Researchers including systems and software engineers have used agent-based models to help health authorities monitor and predict the spread of COVID-19.
The modelling was led by Professor Mikhail Prokopenko, Director of the University of Sydney’s Centre for Complex Systems, and his colleagues including mechatronics engineer Oliver Cliff and research associates Sheryl Chang and Cameron Zachreson.
The team used Artemis High Performance Computing (HPC) and three layers: demographics, with an anonymous digital twin for every person counted by the census; mobility, with the agents moving among households, schools and offices; and the characteristics of the disease.
“Every simulation was a large run that involved the use of a supercomputer, parallel computing and computer clusters,” Prokopenko told create.
While agent-based models look ideal for simulating possible interventions to guide policy, even experts acknowledge they are laborious to build and tricky to calibrate.

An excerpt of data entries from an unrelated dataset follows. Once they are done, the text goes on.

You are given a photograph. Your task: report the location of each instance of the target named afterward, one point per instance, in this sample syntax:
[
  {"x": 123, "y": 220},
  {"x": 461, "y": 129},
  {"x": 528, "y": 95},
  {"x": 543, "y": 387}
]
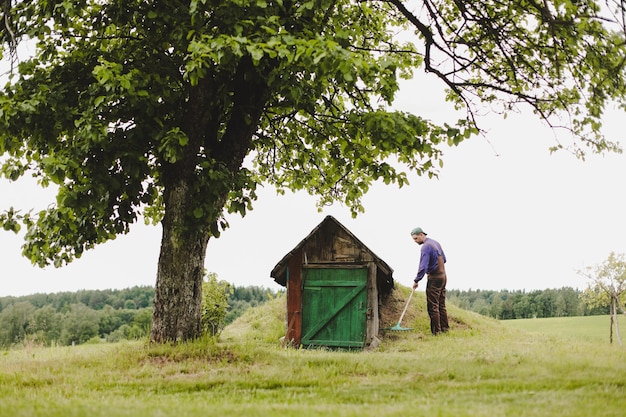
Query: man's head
[{"x": 418, "y": 235}]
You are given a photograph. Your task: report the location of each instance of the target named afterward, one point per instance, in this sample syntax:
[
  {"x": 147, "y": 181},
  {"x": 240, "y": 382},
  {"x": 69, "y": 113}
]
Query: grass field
[
  {"x": 481, "y": 368},
  {"x": 591, "y": 328}
]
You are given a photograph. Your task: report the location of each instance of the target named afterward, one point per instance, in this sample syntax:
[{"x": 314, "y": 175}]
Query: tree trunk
[
  {"x": 178, "y": 296},
  {"x": 615, "y": 320}
]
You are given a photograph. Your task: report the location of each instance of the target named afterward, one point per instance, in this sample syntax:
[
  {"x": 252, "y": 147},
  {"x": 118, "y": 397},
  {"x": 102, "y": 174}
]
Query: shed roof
[{"x": 385, "y": 272}]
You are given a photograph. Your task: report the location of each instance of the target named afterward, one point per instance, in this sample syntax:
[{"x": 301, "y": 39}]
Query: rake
[{"x": 397, "y": 327}]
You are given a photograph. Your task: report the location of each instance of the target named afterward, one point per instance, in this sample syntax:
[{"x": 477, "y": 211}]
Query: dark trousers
[{"x": 436, "y": 304}]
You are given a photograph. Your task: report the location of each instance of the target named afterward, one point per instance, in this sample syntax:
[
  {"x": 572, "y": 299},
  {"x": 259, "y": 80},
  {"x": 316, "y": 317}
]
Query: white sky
[{"x": 508, "y": 214}]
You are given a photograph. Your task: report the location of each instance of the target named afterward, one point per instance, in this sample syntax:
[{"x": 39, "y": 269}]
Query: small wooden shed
[{"x": 334, "y": 287}]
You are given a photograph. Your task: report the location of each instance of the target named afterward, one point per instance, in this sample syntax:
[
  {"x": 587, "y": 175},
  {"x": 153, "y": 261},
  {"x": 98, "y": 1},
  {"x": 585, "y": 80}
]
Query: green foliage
[
  {"x": 151, "y": 108},
  {"x": 483, "y": 371},
  {"x": 607, "y": 282},
  {"x": 504, "y": 304},
  {"x": 215, "y": 296},
  {"x": 75, "y": 318}
]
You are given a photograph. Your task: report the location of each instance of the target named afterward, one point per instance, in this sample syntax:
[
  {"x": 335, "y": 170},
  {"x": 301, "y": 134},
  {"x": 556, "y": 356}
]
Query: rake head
[{"x": 398, "y": 328}]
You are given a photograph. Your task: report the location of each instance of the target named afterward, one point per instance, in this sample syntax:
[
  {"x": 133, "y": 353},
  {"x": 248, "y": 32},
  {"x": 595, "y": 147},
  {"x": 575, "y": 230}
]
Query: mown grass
[
  {"x": 591, "y": 328},
  {"x": 481, "y": 368}
]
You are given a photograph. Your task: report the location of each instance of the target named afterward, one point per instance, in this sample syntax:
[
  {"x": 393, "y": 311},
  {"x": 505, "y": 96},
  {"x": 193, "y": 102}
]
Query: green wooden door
[{"x": 334, "y": 307}]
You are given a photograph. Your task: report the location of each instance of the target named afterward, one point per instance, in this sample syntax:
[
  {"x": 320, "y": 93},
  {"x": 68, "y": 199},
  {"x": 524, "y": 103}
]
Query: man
[{"x": 432, "y": 260}]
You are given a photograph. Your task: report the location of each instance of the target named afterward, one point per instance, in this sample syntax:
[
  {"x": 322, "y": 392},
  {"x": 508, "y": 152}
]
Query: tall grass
[{"x": 480, "y": 368}]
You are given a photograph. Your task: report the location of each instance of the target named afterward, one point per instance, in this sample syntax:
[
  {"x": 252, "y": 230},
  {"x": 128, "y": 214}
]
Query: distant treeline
[
  {"x": 504, "y": 304},
  {"x": 68, "y": 318}
]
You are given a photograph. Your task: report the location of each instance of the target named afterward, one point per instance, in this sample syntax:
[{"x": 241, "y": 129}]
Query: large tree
[{"x": 177, "y": 110}]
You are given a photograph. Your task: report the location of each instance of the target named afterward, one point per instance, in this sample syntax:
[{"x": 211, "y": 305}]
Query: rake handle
[{"x": 406, "y": 306}]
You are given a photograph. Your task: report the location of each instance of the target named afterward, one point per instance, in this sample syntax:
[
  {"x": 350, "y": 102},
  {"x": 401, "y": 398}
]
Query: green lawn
[
  {"x": 482, "y": 368},
  {"x": 592, "y": 328}
]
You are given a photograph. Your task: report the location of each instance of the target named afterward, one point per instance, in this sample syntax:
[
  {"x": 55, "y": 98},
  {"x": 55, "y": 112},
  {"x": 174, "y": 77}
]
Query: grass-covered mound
[{"x": 480, "y": 368}]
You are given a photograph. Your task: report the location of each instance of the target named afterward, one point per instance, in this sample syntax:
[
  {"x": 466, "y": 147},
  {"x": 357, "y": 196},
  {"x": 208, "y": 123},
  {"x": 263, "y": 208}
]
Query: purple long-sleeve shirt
[{"x": 431, "y": 250}]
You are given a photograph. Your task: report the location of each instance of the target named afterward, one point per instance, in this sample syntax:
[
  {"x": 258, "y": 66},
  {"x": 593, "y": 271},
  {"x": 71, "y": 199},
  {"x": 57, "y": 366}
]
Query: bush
[{"x": 215, "y": 296}]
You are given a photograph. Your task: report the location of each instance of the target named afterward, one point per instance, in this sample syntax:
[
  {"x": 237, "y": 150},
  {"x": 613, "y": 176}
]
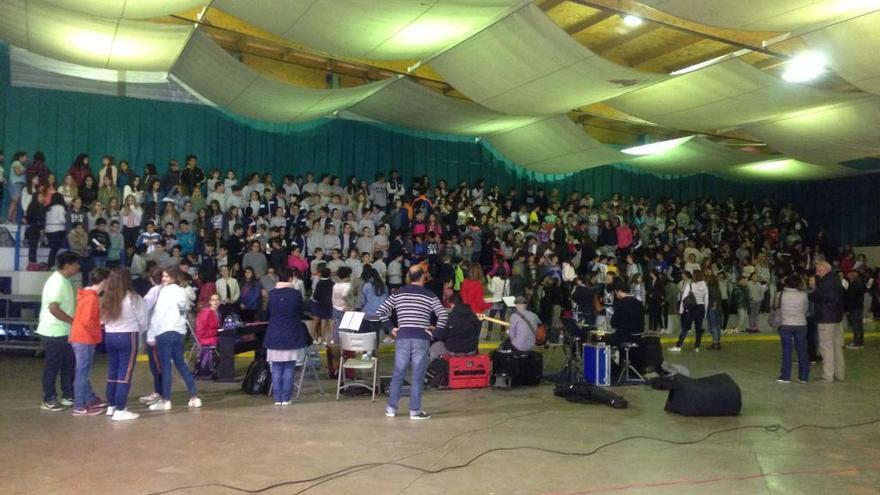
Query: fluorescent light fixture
[
  {"x": 804, "y": 66},
  {"x": 711, "y": 61},
  {"x": 632, "y": 21},
  {"x": 771, "y": 167},
  {"x": 658, "y": 147}
]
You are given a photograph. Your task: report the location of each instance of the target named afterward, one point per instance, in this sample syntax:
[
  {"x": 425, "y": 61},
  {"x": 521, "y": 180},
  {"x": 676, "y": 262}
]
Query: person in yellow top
[{"x": 56, "y": 315}]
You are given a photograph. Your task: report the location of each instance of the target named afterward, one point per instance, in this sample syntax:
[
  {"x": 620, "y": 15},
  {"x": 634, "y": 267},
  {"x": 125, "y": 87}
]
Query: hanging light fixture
[
  {"x": 632, "y": 20},
  {"x": 804, "y": 67}
]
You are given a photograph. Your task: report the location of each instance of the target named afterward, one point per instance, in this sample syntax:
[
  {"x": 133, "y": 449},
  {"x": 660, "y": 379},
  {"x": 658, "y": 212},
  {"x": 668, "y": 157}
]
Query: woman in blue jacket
[
  {"x": 286, "y": 336},
  {"x": 373, "y": 294},
  {"x": 251, "y": 292}
]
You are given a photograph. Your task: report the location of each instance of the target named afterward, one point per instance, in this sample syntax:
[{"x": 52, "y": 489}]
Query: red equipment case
[{"x": 469, "y": 371}]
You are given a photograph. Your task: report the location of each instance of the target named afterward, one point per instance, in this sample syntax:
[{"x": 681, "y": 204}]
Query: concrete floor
[{"x": 248, "y": 443}]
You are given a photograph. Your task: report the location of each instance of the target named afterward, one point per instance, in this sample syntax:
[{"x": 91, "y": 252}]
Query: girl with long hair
[
  {"x": 131, "y": 218},
  {"x": 168, "y": 327},
  {"x": 56, "y": 225},
  {"x": 134, "y": 188},
  {"x": 80, "y": 169},
  {"x": 124, "y": 318},
  {"x": 251, "y": 291},
  {"x": 69, "y": 189}
]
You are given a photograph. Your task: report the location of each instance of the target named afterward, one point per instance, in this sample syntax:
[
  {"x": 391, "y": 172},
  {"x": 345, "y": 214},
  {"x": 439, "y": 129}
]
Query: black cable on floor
[{"x": 346, "y": 471}]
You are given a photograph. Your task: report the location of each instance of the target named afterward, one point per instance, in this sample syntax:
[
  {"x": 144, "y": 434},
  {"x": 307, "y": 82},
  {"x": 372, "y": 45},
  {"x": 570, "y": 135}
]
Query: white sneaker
[
  {"x": 149, "y": 399},
  {"x": 124, "y": 415},
  {"x": 161, "y": 405}
]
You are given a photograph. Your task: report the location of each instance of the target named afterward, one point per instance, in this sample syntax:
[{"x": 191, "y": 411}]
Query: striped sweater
[{"x": 413, "y": 306}]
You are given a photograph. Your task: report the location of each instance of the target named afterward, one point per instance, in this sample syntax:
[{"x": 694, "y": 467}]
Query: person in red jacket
[
  {"x": 85, "y": 334},
  {"x": 472, "y": 291},
  {"x": 207, "y": 327}
]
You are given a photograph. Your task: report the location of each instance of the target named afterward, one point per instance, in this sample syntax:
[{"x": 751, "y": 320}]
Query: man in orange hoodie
[{"x": 85, "y": 334}]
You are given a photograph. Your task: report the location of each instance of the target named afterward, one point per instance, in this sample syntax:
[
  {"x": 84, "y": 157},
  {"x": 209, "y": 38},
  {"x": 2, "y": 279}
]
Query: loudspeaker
[{"x": 716, "y": 395}]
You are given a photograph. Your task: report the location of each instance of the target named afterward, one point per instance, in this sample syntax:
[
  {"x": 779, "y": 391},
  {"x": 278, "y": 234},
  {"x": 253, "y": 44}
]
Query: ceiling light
[
  {"x": 632, "y": 21},
  {"x": 803, "y": 67},
  {"x": 658, "y": 147}
]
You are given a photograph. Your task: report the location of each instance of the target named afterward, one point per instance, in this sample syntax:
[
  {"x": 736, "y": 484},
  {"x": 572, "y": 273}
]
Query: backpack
[
  {"x": 258, "y": 378},
  {"x": 437, "y": 375},
  {"x": 6, "y": 238},
  {"x": 690, "y": 301}
]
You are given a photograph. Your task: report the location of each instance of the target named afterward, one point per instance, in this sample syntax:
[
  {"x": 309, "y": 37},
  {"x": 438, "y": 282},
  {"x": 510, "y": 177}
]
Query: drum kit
[{"x": 576, "y": 334}]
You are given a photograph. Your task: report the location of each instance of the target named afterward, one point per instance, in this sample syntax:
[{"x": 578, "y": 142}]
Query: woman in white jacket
[
  {"x": 124, "y": 318},
  {"x": 692, "y": 284},
  {"x": 499, "y": 287},
  {"x": 168, "y": 320}
]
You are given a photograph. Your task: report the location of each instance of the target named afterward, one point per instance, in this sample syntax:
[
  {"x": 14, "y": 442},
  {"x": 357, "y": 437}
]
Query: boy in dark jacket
[{"x": 461, "y": 335}]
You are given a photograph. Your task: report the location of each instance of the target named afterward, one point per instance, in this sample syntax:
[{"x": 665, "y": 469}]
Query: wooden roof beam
[
  {"x": 740, "y": 39},
  {"x": 549, "y": 4},
  {"x": 646, "y": 56},
  {"x": 588, "y": 22},
  {"x": 626, "y": 38}
]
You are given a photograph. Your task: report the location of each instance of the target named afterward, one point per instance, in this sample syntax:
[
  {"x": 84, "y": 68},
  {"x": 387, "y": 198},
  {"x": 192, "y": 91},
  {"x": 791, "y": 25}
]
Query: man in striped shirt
[{"x": 413, "y": 306}]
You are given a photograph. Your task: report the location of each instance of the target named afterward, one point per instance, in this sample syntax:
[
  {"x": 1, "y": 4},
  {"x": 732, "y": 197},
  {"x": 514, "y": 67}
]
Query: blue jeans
[
  {"x": 337, "y": 320},
  {"x": 714, "y": 320},
  {"x": 83, "y": 395},
  {"x": 695, "y": 317},
  {"x": 121, "y": 357},
  {"x": 799, "y": 336},
  {"x": 59, "y": 360},
  {"x": 170, "y": 347},
  {"x": 155, "y": 368},
  {"x": 409, "y": 352},
  {"x": 282, "y": 380}
]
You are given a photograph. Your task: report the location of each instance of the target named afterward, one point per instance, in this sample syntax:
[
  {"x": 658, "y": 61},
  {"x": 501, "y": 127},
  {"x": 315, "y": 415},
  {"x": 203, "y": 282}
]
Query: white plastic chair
[
  {"x": 308, "y": 364},
  {"x": 357, "y": 342}
]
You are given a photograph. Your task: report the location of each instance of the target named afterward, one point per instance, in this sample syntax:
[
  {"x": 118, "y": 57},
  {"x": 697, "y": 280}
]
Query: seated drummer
[
  {"x": 461, "y": 335},
  {"x": 523, "y": 328},
  {"x": 628, "y": 319}
]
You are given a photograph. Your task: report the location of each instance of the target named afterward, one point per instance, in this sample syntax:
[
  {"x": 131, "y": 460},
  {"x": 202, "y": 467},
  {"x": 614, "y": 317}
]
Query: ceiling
[{"x": 555, "y": 85}]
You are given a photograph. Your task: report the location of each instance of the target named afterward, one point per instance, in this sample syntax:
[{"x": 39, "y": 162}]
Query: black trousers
[
  {"x": 655, "y": 316},
  {"x": 725, "y": 313},
  {"x": 812, "y": 339},
  {"x": 694, "y": 316},
  {"x": 59, "y": 360}
]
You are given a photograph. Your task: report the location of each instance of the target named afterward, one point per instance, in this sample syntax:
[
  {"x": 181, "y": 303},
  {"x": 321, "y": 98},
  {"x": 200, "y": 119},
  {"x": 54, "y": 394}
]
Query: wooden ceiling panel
[{"x": 567, "y": 14}]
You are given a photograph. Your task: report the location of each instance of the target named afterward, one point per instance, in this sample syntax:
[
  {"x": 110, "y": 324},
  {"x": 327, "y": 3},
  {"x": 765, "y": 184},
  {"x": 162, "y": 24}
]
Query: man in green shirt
[{"x": 56, "y": 315}]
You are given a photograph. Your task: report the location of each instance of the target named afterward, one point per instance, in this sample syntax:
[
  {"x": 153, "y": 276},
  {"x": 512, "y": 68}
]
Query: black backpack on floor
[
  {"x": 258, "y": 378},
  {"x": 437, "y": 375}
]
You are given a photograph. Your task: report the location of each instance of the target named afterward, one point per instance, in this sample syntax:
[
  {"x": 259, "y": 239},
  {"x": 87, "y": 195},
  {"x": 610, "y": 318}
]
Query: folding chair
[
  {"x": 363, "y": 343},
  {"x": 309, "y": 363}
]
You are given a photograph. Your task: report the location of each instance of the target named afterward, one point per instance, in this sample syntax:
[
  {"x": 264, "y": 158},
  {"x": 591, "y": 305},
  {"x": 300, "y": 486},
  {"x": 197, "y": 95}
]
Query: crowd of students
[{"x": 348, "y": 244}]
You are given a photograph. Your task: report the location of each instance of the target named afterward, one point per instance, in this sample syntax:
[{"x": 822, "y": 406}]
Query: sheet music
[{"x": 351, "y": 320}]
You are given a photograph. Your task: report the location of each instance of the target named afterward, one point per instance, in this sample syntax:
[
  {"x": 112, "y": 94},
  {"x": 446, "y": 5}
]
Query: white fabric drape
[
  {"x": 852, "y": 49},
  {"x": 554, "y": 145},
  {"x": 218, "y": 78},
  {"x": 527, "y": 65},
  {"x": 92, "y": 41},
  {"x": 728, "y": 94},
  {"x": 763, "y": 15},
  {"x": 828, "y": 134},
  {"x": 407, "y": 103},
  {"x": 386, "y": 29}
]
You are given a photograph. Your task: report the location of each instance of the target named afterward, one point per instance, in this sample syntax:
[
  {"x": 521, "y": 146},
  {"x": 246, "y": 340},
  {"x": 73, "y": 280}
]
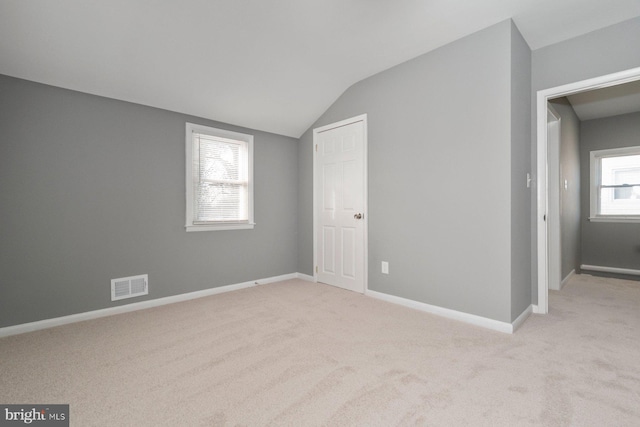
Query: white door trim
[
  {"x": 543, "y": 97},
  {"x": 361, "y": 118},
  {"x": 554, "y": 123}
]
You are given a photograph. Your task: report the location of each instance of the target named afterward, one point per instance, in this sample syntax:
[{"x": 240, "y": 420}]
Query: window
[
  {"x": 219, "y": 179},
  {"x": 615, "y": 185}
]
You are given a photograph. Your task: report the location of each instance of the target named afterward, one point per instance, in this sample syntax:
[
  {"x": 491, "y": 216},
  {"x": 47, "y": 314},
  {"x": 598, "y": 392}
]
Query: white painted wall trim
[
  {"x": 615, "y": 270},
  {"x": 79, "y": 317},
  {"x": 566, "y": 279},
  {"x": 306, "y": 277},
  {"x": 520, "y": 320},
  {"x": 453, "y": 314}
]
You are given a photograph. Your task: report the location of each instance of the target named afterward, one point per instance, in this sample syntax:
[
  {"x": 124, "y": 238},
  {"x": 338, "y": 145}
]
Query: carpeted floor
[{"x": 301, "y": 354}]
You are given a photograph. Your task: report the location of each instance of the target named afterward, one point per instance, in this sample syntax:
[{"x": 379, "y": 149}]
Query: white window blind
[
  {"x": 220, "y": 179},
  {"x": 615, "y": 184}
]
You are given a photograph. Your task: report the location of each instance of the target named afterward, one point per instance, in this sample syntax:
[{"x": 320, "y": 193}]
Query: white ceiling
[
  {"x": 611, "y": 101},
  {"x": 269, "y": 65}
]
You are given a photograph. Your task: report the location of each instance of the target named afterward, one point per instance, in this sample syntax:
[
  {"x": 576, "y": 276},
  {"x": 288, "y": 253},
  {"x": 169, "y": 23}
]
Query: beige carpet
[{"x": 301, "y": 354}]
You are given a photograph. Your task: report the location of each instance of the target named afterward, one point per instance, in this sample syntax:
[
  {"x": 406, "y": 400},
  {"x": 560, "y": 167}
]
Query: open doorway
[{"x": 546, "y": 262}]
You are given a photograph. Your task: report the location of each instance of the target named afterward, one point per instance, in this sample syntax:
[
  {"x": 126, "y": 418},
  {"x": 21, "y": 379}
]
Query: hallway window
[{"x": 615, "y": 184}]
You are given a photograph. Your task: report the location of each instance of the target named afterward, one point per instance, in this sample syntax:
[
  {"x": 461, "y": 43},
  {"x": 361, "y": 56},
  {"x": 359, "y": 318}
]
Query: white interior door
[{"x": 339, "y": 203}]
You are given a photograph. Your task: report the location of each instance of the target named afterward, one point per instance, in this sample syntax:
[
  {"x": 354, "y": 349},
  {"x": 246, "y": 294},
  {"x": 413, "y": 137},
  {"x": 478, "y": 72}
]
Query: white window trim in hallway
[{"x": 603, "y": 207}]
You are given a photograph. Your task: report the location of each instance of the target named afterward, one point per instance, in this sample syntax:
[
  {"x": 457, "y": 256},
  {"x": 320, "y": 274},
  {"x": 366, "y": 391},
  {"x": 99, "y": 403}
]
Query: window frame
[
  {"x": 192, "y": 166},
  {"x": 595, "y": 158}
]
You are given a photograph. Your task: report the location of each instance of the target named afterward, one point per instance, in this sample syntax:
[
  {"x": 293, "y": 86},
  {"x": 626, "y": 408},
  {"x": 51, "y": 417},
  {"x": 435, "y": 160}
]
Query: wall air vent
[{"x": 129, "y": 287}]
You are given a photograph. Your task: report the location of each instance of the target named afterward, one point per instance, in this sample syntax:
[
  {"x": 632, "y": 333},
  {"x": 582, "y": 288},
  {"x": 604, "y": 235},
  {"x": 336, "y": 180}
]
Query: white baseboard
[
  {"x": 452, "y": 314},
  {"x": 520, "y": 320},
  {"x": 566, "y": 279},
  {"x": 610, "y": 269},
  {"x": 306, "y": 277},
  {"x": 79, "y": 317}
]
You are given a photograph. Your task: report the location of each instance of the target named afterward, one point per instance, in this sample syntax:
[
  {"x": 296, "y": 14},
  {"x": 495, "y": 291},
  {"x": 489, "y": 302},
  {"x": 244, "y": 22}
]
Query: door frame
[
  {"x": 554, "y": 266},
  {"x": 316, "y": 182},
  {"x": 543, "y": 96}
]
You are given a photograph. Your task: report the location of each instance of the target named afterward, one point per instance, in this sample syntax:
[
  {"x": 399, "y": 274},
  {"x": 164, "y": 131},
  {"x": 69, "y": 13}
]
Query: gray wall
[
  {"x": 93, "y": 189},
  {"x": 520, "y": 166},
  {"x": 440, "y": 175},
  {"x": 569, "y": 198},
  {"x": 603, "y": 243},
  {"x": 601, "y": 52}
]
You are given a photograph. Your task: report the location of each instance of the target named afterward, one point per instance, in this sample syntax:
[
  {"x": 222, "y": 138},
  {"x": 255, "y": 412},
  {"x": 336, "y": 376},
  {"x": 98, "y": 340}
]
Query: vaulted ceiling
[{"x": 272, "y": 65}]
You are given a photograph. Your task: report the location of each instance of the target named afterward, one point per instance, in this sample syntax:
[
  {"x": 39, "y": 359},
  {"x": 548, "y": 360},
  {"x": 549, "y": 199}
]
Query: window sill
[
  {"x": 628, "y": 219},
  {"x": 219, "y": 227}
]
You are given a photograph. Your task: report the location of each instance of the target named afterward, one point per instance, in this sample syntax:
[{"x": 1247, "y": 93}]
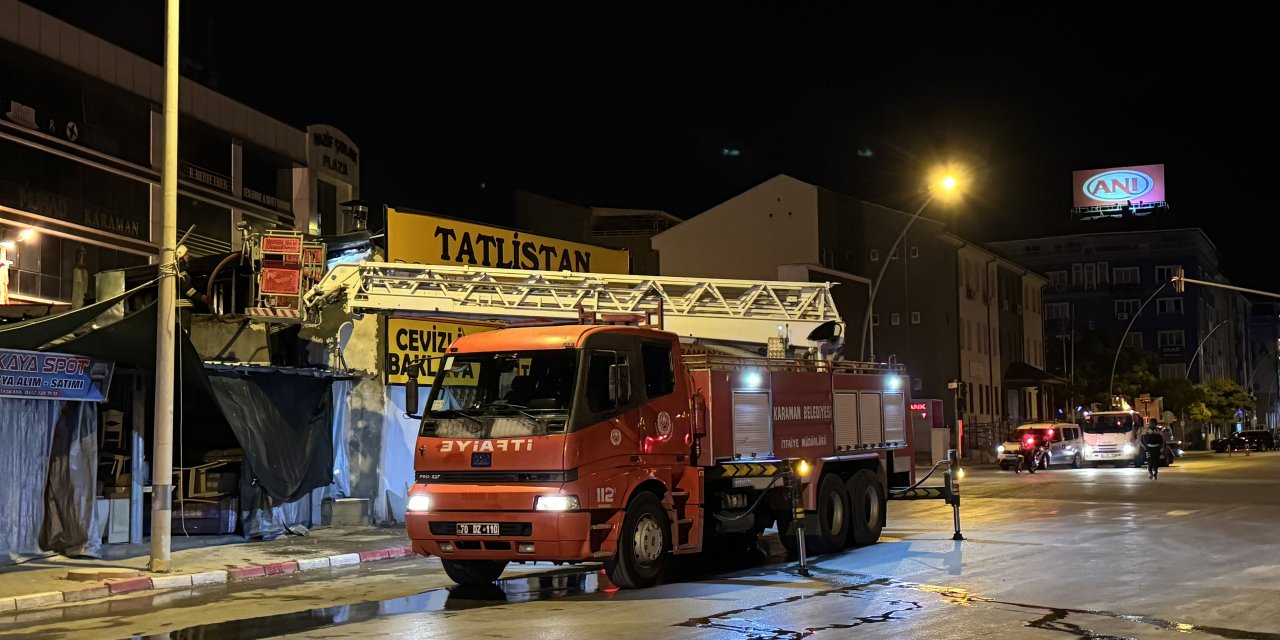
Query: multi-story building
[
  {"x": 1265, "y": 375},
  {"x": 947, "y": 309},
  {"x": 1098, "y": 283},
  {"x": 81, "y": 140},
  {"x": 616, "y": 228}
]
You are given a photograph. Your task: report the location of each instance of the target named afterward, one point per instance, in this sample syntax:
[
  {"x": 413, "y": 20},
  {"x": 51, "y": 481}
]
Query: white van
[{"x": 1065, "y": 444}]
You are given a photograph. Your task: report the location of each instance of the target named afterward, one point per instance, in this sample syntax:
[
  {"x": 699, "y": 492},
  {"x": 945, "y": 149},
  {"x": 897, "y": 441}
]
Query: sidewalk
[{"x": 196, "y": 561}]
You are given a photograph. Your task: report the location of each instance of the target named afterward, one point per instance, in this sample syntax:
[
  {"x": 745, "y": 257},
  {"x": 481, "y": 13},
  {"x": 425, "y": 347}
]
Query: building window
[
  {"x": 1127, "y": 309},
  {"x": 1169, "y": 305},
  {"x": 1057, "y": 279},
  {"x": 1127, "y": 275}
]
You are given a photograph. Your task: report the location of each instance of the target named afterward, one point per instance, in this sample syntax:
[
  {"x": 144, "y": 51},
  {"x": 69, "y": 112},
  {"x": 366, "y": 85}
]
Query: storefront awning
[{"x": 33, "y": 334}]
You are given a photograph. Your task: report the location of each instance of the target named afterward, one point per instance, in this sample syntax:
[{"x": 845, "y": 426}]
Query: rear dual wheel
[{"x": 850, "y": 512}]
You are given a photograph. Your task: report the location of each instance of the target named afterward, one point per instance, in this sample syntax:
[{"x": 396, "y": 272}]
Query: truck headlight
[
  {"x": 419, "y": 502},
  {"x": 556, "y": 503}
]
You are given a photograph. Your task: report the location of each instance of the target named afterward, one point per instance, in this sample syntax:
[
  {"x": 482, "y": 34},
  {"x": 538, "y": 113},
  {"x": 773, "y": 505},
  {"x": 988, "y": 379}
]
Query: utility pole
[{"x": 161, "y": 458}]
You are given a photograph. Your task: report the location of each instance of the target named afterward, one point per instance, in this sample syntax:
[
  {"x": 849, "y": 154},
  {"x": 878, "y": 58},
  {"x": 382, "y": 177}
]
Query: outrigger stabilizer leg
[{"x": 795, "y": 485}]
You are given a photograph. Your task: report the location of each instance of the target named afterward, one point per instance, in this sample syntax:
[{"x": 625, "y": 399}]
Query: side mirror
[
  {"x": 411, "y": 391},
  {"x": 620, "y": 384},
  {"x": 699, "y": 415}
]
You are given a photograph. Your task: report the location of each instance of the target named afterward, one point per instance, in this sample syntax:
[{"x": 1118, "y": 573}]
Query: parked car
[
  {"x": 1253, "y": 439},
  {"x": 1063, "y": 438}
]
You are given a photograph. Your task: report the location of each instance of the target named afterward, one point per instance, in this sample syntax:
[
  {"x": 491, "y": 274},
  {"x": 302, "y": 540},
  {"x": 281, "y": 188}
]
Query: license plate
[{"x": 478, "y": 529}]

“We began with an analysis of relevant research literature to collect key numbers and data,” Prokopenko said.
“That was followed by calibration, using different inputs to produce different outputs and comparing that with what was known.”
“We successfully predicted the peak of the first COVID-19 wave in April 2020 and the resurgence of the epidemic in Melbourne,” Prokopenko said.
“Our modelling of the Delta strain now shows that current COVID-19 cases will peak in Australia in early October, however, social distancing restrictions must be maintained to prevent a steep rise in daily cases.”
Despite this immediate post-lockdown surge, pandemic growth is expected to slow from mid-December, with 75 per cent of the population vaccinated and natural immunity developed by three to five per cent of the entire population by the end of the year, he said.
The newly released extended projections use a model previously published on pre-print server arXiv, following a series of peer-reviewed publications in Nature Communications and other journals.
The future of complex systems engineering
As well as modelling for COVID-19, the researchers have also used Artemis to model the demise of the medieval Cambodian city of Angkor, driven by failures in its large and convoluted water distribution network, cascading as a result of abrupt climate variations.
It has also been used to model fluctuations in the housing market, to study neural connections in the human brain and to develop artificial intelligence software. This software won two world championships at RoboCup, the international robotic soccer competition where fully autonomous robot teams compete against each other.
Prokopenko said he imagined future applications would include helping to design infrastructure that is resilient to crises brought about by overpopulation, human error and other threats.
Oliver Cliff, who has a Bachelor of Engineering and a PhD in Artificial Intelligence/Robotics from the University of Sydney and worked on the research, said that studying engineering had developed his interest in complex, theoretical models to predict outcomes in the face of uncertainty.
“Whether it is predicting epidemics or markets, or coordinating a team of robots, complexity science paves the way for understanding and controlling some of the most important problems facing our society today,” he told create.
Engineers with good quantitative and analytical skills are essential to building models and understanding cascading failures and critical phenomena intrinsic to complex techno-social systems, Prokopenko added.
“I think complex systems will be even more important to engineers in the future,” he said.
“We are facing many challenges that go across system boundaries, for example, climate change, ageing infrastructure, economic volatility, increasing urbanisation and pandemics.
“Computational modelling of complex systems has the potential to contribute to global health and sustainability by identifying more timely and precise emergency interventions.”